Indian companies are scaling down their salary outlays which could deflate urban consumption, according to a new report by Nomura.

“When deflated by urban CPI, real salary and wage expenditure growth of listed non-financial corporates – a proxy for real urban wages – has moderated to 0.8 per cent y-o-y in Q2 FY25 (provisional for July-September) from 1.2 per cent in Q1 FY25 and is down from 2.5 per cent in FY24 (year-ended March 2024) and 10.8 per cent in FY23. This likely reflects a mix of weaker nominal salary growth and a leaner workforce,” Nomura said.

Additionally, the post-pandemic surge in pent-up demand has faded, monetary policy is tight and the RBI’s macroprudential crackdown on unsecured, frothy credit is being reflected in the slowdown in personal loans and lending growth by non-banking finance companies, the financial services firm said.

“We believe India’s economy has entered a cyclical growth slowdown. Coincident and leading growth indicators point to a further moderation in GDP growth and the RBI’s forecast of 7.2 per cent for FY25 is overly optimistic, in our view. We see rising downside risks to our own GDP growth projections of 6.7 per cent in FY25 and 6.8 per cent in FY26,” it added.

RBI Bulletin

Last week, the Reserve Bank of India’s Bulletin had said that high-frequency indicators have pointed to a slowdown in the second quarter of 2024-25, with the Indian economy experiencing a temporary dip in momentum.
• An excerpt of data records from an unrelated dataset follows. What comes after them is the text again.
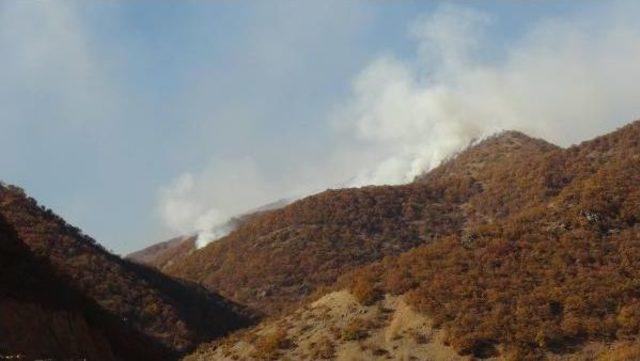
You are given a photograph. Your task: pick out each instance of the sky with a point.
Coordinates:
(138, 121)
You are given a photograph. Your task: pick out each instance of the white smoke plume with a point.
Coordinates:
(565, 79)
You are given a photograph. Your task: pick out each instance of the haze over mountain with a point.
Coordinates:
(193, 113)
(114, 308)
(513, 249)
(455, 180)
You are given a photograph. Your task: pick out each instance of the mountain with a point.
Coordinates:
(557, 273)
(514, 249)
(172, 316)
(43, 318)
(164, 254)
(278, 258)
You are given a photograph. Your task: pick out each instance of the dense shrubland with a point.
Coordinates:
(175, 315)
(522, 281)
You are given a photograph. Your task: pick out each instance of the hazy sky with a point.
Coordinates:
(137, 121)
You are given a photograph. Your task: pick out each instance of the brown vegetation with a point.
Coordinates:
(174, 315)
(541, 278)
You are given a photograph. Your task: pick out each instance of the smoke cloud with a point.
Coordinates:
(565, 79)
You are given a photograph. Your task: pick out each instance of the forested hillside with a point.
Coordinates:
(174, 315)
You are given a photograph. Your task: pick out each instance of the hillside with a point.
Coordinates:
(173, 315)
(43, 318)
(337, 327)
(513, 249)
(340, 327)
(280, 257)
(164, 254)
(555, 275)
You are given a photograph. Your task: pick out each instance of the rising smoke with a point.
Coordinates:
(565, 79)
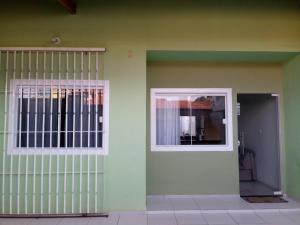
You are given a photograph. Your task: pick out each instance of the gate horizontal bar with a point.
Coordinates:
(62, 49)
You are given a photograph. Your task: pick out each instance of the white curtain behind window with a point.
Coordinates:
(168, 121)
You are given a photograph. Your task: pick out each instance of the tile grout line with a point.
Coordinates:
(229, 214)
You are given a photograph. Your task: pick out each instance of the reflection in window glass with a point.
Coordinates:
(190, 120)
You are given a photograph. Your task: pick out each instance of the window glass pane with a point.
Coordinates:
(208, 113)
(65, 117)
(168, 126)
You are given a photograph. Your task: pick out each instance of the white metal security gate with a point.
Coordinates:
(48, 183)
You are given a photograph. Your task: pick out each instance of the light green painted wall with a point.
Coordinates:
(127, 30)
(182, 173)
(292, 111)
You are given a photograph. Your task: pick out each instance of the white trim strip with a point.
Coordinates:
(62, 49)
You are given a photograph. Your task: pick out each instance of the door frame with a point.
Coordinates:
(280, 132)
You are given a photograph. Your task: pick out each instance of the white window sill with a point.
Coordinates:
(185, 148)
(57, 151)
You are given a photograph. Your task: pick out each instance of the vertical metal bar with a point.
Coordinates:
(89, 130)
(51, 99)
(74, 98)
(51, 115)
(59, 100)
(5, 100)
(36, 98)
(65, 183)
(27, 136)
(88, 184)
(81, 101)
(80, 184)
(81, 115)
(96, 134)
(96, 183)
(89, 99)
(21, 100)
(58, 128)
(43, 134)
(44, 99)
(67, 103)
(26, 184)
(73, 145)
(4, 130)
(3, 161)
(18, 188)
(20, 128)
(49, 183)
(57, 182)
(66, 130)
(12, 132)
(73, 185)
(29, 95)
(35, 131)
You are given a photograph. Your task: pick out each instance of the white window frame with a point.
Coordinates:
(12, 149)
(226, 92)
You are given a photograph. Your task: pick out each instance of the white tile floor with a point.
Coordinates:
(200, 203)
(187, 210)
(260, 217)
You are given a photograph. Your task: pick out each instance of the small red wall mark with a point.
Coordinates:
(130, 54)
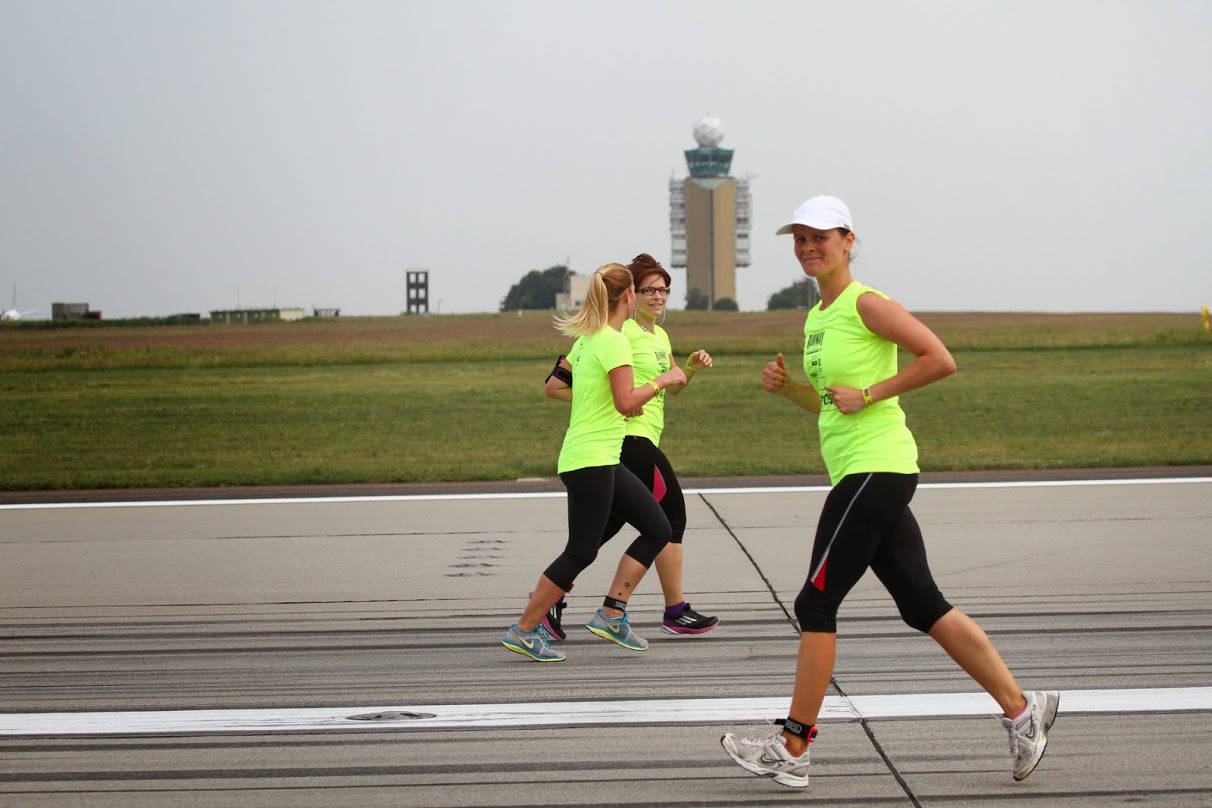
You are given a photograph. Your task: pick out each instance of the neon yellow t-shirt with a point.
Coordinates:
(595, 428)
(840, 350)
(650, 354)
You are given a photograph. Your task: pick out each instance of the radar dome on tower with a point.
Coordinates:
(709, 132)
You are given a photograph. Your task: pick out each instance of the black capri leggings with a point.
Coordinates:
(594, 493)
(651, 465)
(867, 522)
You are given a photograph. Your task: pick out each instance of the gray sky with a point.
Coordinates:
(159, 158)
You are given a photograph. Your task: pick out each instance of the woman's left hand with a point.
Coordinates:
(847, 400)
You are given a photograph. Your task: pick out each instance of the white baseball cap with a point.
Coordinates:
(821, 213)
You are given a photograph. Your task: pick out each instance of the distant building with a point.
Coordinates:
(257, 315)
(73, 311)
(576, 287)
(709, 215)
(418, 291)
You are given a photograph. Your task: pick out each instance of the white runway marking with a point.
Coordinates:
(498, 716)
(560, 494)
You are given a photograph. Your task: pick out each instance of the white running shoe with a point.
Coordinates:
(1029, 731)
(767, 756)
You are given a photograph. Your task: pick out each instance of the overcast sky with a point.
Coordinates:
(159, 158)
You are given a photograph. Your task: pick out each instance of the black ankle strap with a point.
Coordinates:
(798, 729)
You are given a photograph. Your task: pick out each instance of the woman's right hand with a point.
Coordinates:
(673, 376)
(776, 377)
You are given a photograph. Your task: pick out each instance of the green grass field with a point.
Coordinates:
(458, 397)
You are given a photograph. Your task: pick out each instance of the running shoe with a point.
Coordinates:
(550, 622)
(530, 643)
(766, 756)
(689, 624)
(616, 630)
(1029, 731)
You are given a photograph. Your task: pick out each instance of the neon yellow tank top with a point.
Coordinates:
(650, 354)
(840, 350)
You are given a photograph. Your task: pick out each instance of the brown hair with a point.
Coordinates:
(644, 265)
(606, 288)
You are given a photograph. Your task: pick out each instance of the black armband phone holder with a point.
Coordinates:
(561, 373)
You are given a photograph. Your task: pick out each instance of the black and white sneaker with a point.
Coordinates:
(689, 624)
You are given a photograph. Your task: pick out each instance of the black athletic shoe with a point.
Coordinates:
(690, 623)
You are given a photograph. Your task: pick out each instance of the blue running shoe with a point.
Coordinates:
(616, 630)
(531, 643)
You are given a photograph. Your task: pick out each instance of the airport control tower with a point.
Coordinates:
(709, 219)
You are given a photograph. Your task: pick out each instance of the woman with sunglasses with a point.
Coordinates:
(652, 356)
(590, 470)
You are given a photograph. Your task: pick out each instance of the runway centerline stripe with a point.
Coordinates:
(552, 714)
(560, 494)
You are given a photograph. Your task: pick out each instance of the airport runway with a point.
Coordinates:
(344, 651)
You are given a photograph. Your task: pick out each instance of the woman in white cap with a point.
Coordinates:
(589, 468)
(850, 356)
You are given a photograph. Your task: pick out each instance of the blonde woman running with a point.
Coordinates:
(590, 470)
(641, 447)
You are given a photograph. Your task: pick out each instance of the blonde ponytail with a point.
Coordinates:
(606, 288)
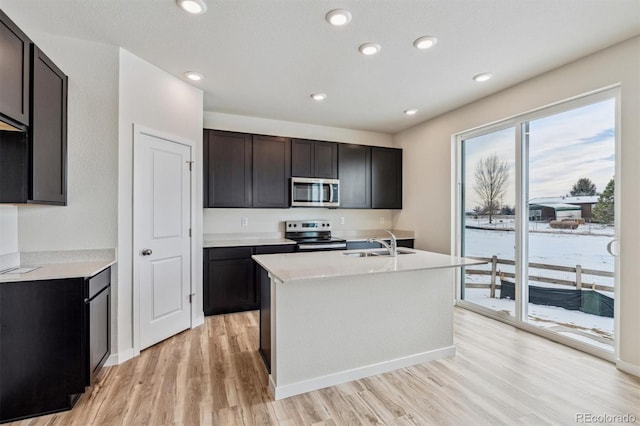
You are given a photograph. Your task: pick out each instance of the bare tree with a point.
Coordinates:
(492, 177)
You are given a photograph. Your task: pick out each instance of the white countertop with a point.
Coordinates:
(210, 243)
(364, 235)
(54, 271)
(327, 264)
(276, 238)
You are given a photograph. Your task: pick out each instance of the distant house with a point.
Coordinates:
(558, 208)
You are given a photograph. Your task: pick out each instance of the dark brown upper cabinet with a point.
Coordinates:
(227, 172)
(48, 131)
(386, 178)
(33, 164)
(271, 171)
(14, 72)
(314, 159)
(354, 171)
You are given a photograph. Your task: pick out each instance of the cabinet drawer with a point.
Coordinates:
(230, 253)
(98, 282)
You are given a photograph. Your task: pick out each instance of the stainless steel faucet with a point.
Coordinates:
(393, 247)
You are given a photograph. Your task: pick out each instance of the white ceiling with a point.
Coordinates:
(264, 58)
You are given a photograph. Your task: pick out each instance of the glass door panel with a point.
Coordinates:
(488, 219)
(571, 166)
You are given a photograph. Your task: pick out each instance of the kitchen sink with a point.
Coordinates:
(376, 253)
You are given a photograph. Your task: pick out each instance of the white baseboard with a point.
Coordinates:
(120, 357)
(627, 367)
(285, 391)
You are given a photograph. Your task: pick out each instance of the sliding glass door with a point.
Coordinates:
(537, 201)
(488, 216)
(571, 169)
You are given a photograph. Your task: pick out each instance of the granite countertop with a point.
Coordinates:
(51, 265)
(276, 238)
(54, 271)
(288, 267)
(363, 235)
(238, 240)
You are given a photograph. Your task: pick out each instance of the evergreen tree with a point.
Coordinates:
(604, 208)
(584, 186)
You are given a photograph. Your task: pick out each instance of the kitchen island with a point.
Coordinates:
(332, 317)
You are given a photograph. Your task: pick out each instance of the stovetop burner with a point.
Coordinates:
(313, 235)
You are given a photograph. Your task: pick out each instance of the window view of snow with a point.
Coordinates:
(570, 170)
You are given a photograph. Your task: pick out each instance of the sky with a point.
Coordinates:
(563, 148)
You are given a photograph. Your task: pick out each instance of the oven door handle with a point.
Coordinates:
(322, 246)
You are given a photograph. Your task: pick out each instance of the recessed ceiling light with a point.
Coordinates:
(193, 76)
(196, 7)
(425, 42)
(338, 17)
(482, 77)
(369, 49)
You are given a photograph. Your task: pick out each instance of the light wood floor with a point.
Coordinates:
(213, 375)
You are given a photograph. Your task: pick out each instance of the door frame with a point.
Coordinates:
(457, 209)
(138, 131)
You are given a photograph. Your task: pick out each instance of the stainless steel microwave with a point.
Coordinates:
(312, 192)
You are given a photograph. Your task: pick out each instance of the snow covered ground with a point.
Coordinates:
(508, 223)
(548, 246)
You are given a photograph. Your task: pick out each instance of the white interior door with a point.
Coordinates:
(162, 247)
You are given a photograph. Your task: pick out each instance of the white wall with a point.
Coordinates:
(152, 98)
(427, 164)
(8, 229)
(269, 220)
(264, 126)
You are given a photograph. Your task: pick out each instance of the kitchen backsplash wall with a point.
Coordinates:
(224, 221)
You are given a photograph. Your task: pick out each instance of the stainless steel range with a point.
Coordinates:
(313, 235)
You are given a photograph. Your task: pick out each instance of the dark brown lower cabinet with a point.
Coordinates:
(230, 283)
(47, 332)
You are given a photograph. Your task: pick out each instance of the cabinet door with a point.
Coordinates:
(99, 332)
(48, 132)
(42, 346)
(315, 159)
(325, 159)
(302, 158)
(386, 178)
(227, 169)
(354, 171)
(14, 71)
(271, 171)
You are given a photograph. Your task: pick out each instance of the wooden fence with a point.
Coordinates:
(579, 282)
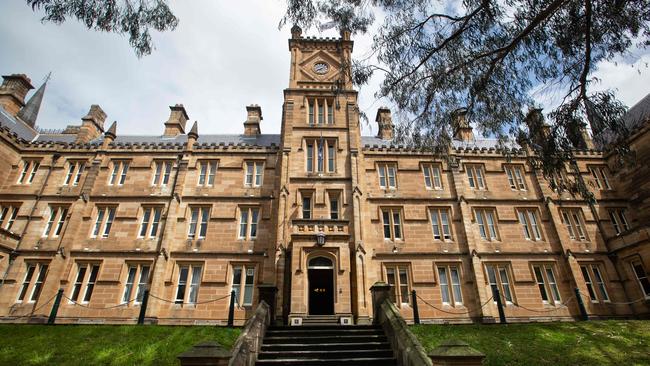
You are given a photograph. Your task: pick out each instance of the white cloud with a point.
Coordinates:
(222, 57)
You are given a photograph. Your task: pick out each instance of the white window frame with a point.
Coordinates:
(246, 272)
(118, 172)
(394, 222)
(249, 217)
(187, 290)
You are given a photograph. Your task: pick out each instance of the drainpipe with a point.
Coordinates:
(14, 253)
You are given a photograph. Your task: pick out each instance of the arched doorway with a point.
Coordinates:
(320, 272)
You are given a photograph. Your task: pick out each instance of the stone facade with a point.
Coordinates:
(319, 211)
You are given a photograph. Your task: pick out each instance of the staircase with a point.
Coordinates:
(308, 345)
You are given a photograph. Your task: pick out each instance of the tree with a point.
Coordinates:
(134, 18)
(488, 56)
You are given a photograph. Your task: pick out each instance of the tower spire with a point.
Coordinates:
(29, 113)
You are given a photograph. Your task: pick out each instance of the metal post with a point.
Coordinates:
(416, 313)
(143, 307)
(581, 306)
(231, 310)
(55, 307)
(502, 314)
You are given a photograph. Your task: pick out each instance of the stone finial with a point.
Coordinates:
(13, 90)
(175, 125)
(92, 124)
(384, 121)
(296, 32)
(253, 119)
(462, 129)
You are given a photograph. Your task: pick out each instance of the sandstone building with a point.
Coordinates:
(319, 212)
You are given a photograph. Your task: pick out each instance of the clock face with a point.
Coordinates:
(321, 68)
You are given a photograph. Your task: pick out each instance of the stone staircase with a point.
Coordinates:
(308, 345)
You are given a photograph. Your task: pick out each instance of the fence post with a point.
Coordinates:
(581, 306)
(143, 307)
(502, 314)
(55, 307)
(416, 313)
(231, 310)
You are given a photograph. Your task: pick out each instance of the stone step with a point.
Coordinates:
(339, 338)
(371, 361)
(292, 347)
(322, 354)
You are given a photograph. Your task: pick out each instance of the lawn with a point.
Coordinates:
(580, 343)
(104, 344)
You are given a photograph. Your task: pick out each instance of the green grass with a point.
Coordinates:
(579, 343)
(104, 344)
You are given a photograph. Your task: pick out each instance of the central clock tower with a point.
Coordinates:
(320, 252)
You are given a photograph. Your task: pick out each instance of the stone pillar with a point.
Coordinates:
(454, 352)
(268, 295)
(380, 293)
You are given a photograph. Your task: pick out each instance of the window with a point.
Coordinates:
(306, 206)
(199, 217)
(75, 170)
(248, 222)
(515, 175)
(55, 222)
(85, 280)
(189, 278)
(207, 171)
(619, 221)
(139, 273)
(33, 282)
(530, 223)
(398, 278)
(104, 221)
(475, 176)
(321, 156)
(335, 205)
(8, 214)
(150, 222)
(162, 171)
(642, 277)
(594, 280)
(486, 220)
(321, 111)
(572, 219)
(254, 170)
(118, 173)
(546, 283)
(450, 290)
(500, 280)
(600, 177)
(387, 175)
(440, 222)
(432, 177)
(392, 223)
(243, 277)
(27, 174)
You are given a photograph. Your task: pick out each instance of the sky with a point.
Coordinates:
(223, 56)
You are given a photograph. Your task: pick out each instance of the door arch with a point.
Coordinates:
(320, 273)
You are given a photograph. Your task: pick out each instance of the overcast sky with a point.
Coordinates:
(222, 56)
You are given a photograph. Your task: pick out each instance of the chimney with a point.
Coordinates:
(177, 119)
(462, 129)
(13, 90)
(253, 118)
(92, 125)
(385, 122)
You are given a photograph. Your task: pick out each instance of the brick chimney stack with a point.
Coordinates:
(462, 129)
(13, 90)
(385, 123)
(253, 118)
(92, 125)
(177, 119)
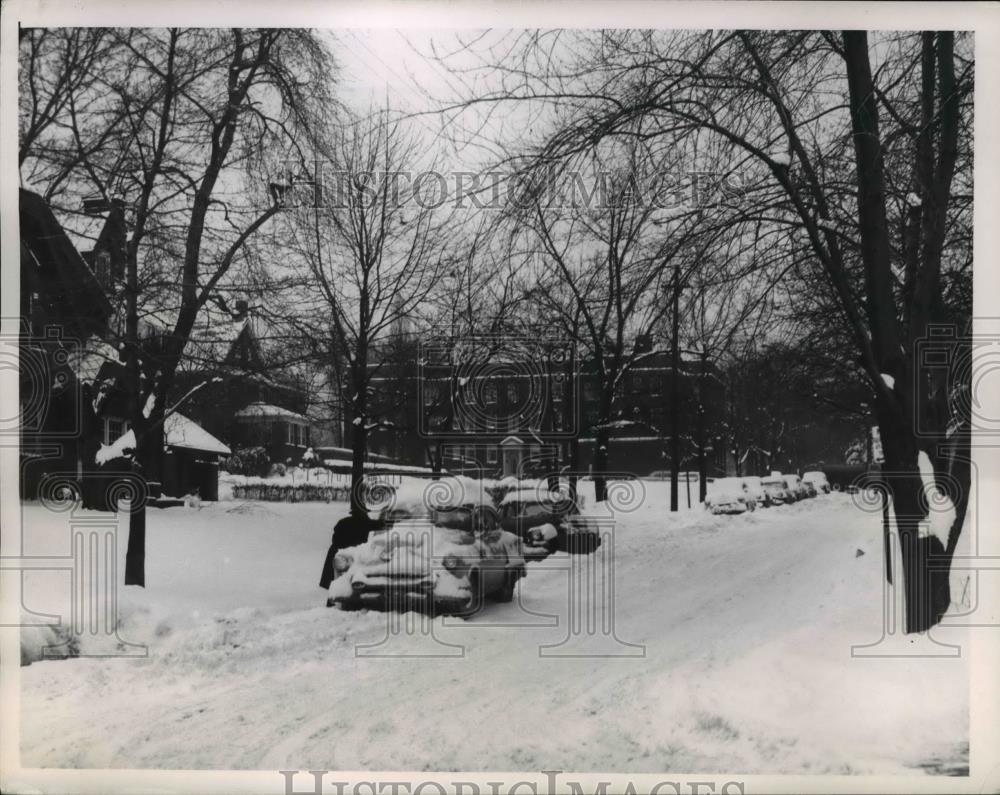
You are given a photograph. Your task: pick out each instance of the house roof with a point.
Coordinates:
(211, 341)
(266, 410)
(59, 269)
(179, 431)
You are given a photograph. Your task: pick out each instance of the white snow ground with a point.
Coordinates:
(747, 624)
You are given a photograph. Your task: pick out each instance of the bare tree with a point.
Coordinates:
(372, 249)
(182, 127)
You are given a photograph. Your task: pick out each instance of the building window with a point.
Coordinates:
(113, 429)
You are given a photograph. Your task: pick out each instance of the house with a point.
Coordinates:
(235, 393)
(66, 351)
(191, 459)
(509, 416)
(282, 432)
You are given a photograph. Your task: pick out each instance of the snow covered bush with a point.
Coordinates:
(250, 461)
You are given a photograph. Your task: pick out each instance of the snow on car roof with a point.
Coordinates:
(721, 486)
(449, 491)
(531, 495)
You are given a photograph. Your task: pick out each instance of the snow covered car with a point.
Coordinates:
(439, 570)
(728, 495)
(776, 490)
(795, 487)
(755, 489)
(818, 480)
(435, 552)
(547, 523)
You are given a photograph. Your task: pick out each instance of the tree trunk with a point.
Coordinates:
(924, 561)
(675, 358)
(359, 436)
(702, 467)
(602, 440)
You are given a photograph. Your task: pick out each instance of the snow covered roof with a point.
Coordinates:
(211, 342)
(262, 410)
(86, 362)
(179, 431)
(116, 449)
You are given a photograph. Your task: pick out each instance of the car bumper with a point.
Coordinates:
(407, 595)
(730, 508)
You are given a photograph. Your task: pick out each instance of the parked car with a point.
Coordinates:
(776, 490)
(729, 495)
(818, 480)
(755, 489)
(547, 523)
(445, 559)
(795, 487)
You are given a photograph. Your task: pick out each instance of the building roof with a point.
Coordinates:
(269, 411)
(211, 341)
(60, 271)
(179, 431)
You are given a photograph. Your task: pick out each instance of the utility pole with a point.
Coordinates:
(675, 359)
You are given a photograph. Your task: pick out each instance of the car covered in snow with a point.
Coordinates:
(776, 490)
(795, 487)
(728, 495)
(547, 522)
(755, 489)
(437, 550)
(818, 480)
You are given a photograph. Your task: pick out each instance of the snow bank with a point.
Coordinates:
(746, 626)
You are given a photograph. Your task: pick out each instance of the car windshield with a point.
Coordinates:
(533, 509)
(454, 517)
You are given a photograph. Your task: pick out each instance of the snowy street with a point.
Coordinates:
(747, 624)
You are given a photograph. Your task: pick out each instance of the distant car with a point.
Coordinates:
(547, 523)
(776, 490)
(729, 496)
(795, 487)
(441, 558)
(664, 474)
(818, 480)
(755, 489)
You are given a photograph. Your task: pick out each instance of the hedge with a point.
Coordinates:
(302, 492)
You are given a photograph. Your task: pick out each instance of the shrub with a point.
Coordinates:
(250, 461)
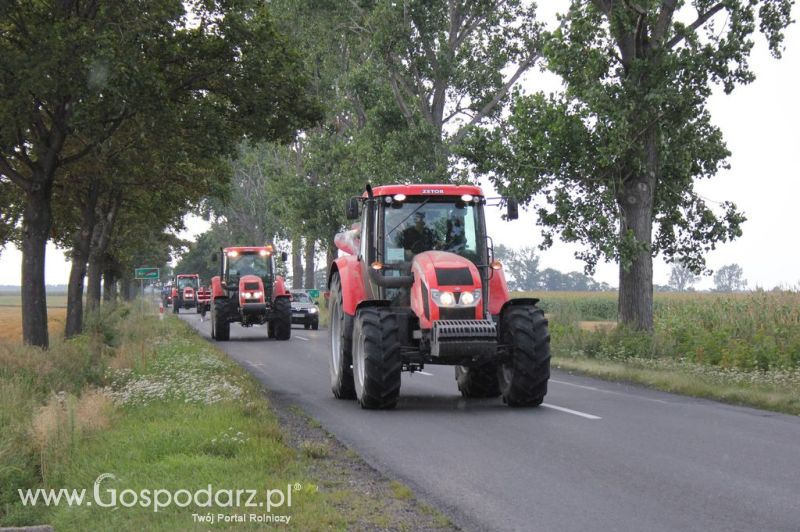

According to the State of the Economy article published in the latest Reserve Bank of India Bulletin, this deceleration is partly attributed to idiosyncratic factors, such as unusually heavy rains in August and September. Despite these short-term challenges, India’s overall growth outlook remains strong, driven by robust domestic factors and a promising revival in demand, especially with the upcoming festive season, the bulletin said.